The Economy … bad to worse?
So I got this email from my friend Anthony the other day … not sure of the origin, but I loved it:
Q. What is an Economic Stimulus Payment?
A. It is money that the federal government will send to taxpayers.
Q. Where will the government get this money?
A. From the taxpayers.
Q. So the government is giving me back my own money?
A. Well yeah, but only a smidgen of it.
Q. What is the purpose of this payment?
A. The plan is that you will use the money to purchase a high-definition TV set, thus stimulating the economy.
Q. But isn’t that stimulating the economy of China?
A. Shut up
This is great … and so true of the mindset of our government as a whole (both Democrats and Republicans): use smoke and mirrors to make us briefly feel better, all while failing to deal with the real problems our country is facing.
Today I was fortunate enough to speak with the CEO of a publicly-held bank for a bit. It was fascinating. One thing that stood out was (paraphrased): “If foreclosures (at their highest rate since the Great Depression) stopped today, we would still feel their effect for another 12- to 18-months.” (This is due to the spiral effect of how foreclosures reach into nearly all parts of our economy.) “However,” he continued, “the rate of foreclosures is not stopping, but still increasing.”
His conclusions: (1) Things will definitely get worse before they get better, and (2) This will last 2 to 3 years, minimum.

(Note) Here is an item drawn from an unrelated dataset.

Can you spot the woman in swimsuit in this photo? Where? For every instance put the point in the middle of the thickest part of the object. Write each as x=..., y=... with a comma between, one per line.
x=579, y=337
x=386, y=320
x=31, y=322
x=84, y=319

As a small business owner, I can feel it clear as day in my business, and I hear about it from many other business owners. This isn’t like the “dot com” bubble burst that sounded terrible but didn’t really affect each one of us, this is a serious economic problem.
But he did offer a little good news: Foreign nations own so much of our debt (Germany, for one, owning most of our bad mortgage notes) that they can’t give up on us now, and need us to come out of this. And he also thought that inflation wouldn’t go crazy (it’s a “supply and demand” problem, and most of our supplies are going up and demand going down, causing lower prices to counteract the inflationary pressures of oil’s increases.)
The CEO suggested that we don’t make a run on the banks and take our money out, and he showed why banks are still probably the safest place to have your cash. But he did suggest that we carefully investigate what lines of business our banks have been heavily invested in. He strongly advised reconsidering leaving your money in banks which have a high percentage of their business in construction loans; mortgage securities; and/or consumer lending (importance in that order). (How to figure out if your bank is in these lines of business, I don’t yet know … but it makes sense.) These will be the banks with the most risk of failing as we slide down this economic slope which we are just now starting to feel. His take on things was fascinating, and more than I can summarize properly on this humble little photography and travel blog.
But I do know that creating (or participating in) panic will only make the slide worse for everyone. Instead, why don’t we show our “American ingenuity” and move our money into smarter places; begin to live within our means (and save!); get educated on the economy; and force our lawmakers to do the right things by writing and pressuring them to make real fixes rather than slapping on more bandaids?